Timothy Leary
Biography
Biography
An accomplished clinical psychologist, convict, mystic and writer, Timothy Leary also dabbled in stand-up comedy and acting during his colorful life. Dismissed from his teaching position at Harvard in the early 1960s after some high-profile experiments involving the then-legal hallucinogenic LSD, Leary coined his famous phrase "turn on, tune in and drop out." His outspoken embrace of the drug culture resulted in numerous arrests and a high media profile that included appearances in a number of experimental films at the height of the hippie era (including the little-seen Honeymoon, directed by and starring John Lennon and Yoko Ono), as well as a strange 1969 miniseries for German television called Romeo und Julia 70, which starred Frank Sinatra's daughter Tina as half of the Shakespearean couple and included cameos by Leary, Ray Charles, and Hugh Hefner, among many others.
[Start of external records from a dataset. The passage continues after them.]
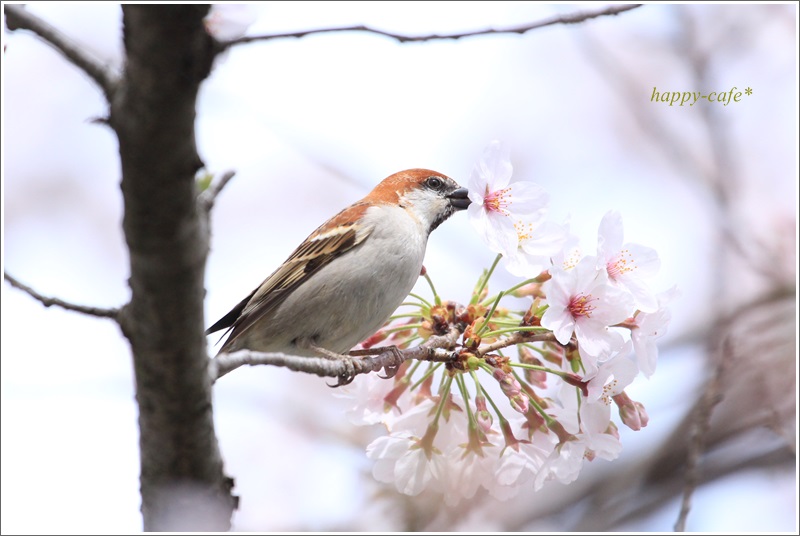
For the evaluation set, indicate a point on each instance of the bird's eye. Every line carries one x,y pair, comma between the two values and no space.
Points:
434,183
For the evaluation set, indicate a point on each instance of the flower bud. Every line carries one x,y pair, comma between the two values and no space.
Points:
632,413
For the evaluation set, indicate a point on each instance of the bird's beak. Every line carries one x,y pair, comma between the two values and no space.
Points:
458,198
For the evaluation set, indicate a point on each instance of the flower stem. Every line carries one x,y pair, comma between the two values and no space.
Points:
485,279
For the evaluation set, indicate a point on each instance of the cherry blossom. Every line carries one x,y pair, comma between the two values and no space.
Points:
497,203
627,265
582,302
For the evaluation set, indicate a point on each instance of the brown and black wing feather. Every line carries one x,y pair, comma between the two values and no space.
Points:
318,250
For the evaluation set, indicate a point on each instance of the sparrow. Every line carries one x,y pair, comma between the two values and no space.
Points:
347,278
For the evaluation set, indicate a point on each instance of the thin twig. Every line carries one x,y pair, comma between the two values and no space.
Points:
436,348
516,338
701,421
572,18
47,302
208,197
18,18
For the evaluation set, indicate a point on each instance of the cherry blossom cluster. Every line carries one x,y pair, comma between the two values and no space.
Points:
528,396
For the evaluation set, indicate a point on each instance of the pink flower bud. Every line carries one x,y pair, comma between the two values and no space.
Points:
482,414
632,413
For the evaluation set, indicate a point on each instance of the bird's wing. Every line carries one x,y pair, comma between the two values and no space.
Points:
337,236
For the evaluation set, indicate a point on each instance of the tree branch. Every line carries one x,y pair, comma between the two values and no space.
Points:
47,302
168,56
18,18
436,348
572,18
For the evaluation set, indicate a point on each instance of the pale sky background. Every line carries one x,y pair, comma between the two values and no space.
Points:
312,124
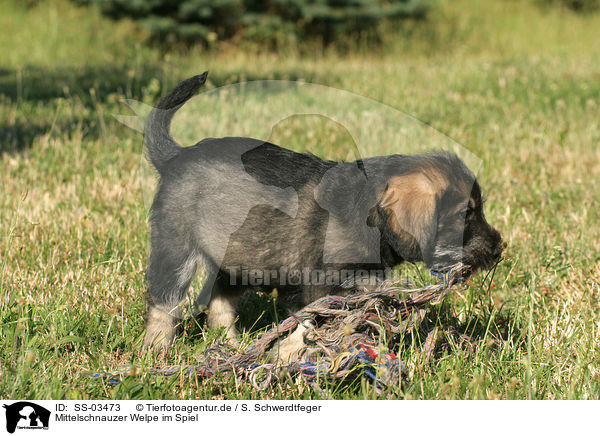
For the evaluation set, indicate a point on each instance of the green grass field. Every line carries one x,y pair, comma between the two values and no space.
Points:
516,84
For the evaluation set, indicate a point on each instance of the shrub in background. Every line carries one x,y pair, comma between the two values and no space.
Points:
576,5
262,20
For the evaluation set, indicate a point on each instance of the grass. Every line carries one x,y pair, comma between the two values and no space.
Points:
516,84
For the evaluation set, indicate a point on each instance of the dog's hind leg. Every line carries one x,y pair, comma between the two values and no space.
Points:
221,310
169,276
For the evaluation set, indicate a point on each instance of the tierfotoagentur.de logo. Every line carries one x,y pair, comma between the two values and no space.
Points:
25,415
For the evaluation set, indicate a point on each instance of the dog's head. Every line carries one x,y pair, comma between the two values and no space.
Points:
433,212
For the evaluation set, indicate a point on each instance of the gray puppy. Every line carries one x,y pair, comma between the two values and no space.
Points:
246,213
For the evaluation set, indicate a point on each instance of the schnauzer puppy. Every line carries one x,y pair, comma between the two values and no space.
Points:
245,213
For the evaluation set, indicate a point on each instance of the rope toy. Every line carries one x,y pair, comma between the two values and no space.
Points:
346,337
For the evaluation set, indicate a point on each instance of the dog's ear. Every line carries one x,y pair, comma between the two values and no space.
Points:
411,209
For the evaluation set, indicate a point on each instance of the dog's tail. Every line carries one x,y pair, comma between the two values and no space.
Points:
159,143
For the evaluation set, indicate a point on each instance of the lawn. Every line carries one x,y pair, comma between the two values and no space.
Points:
516,84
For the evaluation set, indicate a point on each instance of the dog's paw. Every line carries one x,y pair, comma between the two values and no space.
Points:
290,348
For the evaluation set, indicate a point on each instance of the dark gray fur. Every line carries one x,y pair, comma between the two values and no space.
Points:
233,202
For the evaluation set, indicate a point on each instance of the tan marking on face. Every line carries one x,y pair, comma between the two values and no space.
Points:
410,201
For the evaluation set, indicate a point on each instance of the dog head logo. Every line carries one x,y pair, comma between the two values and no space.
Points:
26,415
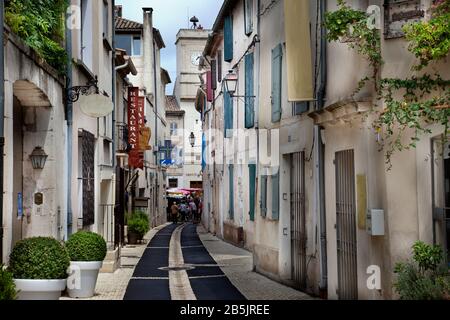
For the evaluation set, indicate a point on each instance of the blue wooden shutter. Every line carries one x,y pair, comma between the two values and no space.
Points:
252,187
277,58
276,196
264,196
228,112
249,91
228,38
231,176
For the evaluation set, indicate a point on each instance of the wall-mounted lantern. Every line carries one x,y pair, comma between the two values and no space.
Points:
38,158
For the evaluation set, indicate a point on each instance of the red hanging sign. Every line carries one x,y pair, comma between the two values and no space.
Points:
136,120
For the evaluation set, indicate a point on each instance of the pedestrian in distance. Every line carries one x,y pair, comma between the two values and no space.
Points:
193,208
174,211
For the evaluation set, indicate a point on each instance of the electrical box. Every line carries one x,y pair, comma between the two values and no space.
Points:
375,222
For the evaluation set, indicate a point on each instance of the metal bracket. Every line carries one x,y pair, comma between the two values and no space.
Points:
74,93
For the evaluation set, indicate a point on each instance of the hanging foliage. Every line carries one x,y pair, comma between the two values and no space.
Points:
40,23
409,104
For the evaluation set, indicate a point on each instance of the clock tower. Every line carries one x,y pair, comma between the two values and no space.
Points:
190,44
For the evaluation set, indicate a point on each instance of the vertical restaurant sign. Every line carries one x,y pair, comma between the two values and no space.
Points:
136,119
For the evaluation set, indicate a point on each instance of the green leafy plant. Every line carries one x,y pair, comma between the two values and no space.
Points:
41,25
86,246
422,278
430,40
7,286
138,223
39,258
424,99
350,25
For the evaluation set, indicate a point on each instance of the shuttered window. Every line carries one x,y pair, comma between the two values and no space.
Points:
228,110
249,91
252,189
209,86
264,196
276,196
214,74
231,185
228,38
248,9
277,58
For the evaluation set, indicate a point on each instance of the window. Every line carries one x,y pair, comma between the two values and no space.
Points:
300,107
277,56
276,196
137,46
219,66
105,19
252,189
173,183
248,9
249,92
228,38
131,44
228,106
264,196
173,129
86,33
231,185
As the 1960s waned, Leary often appeared in documentaries about the era, as well as narrative films ranging from the Cheech and Chong comedy Nice Dreams to the Wes Craven horror flick Shocker. Leary also occasionally appeared in small cameo roles on popular television series including the romantic comedy Moonlighting and the sophisticated 1990s hit Frasier. Perhaps his largest film role came in the 1997 artificial intelligence fantasy Conceiving Ada, in which he plays opposite Tilda Swinton and Karen Black as a mysterious guru figure named Sims.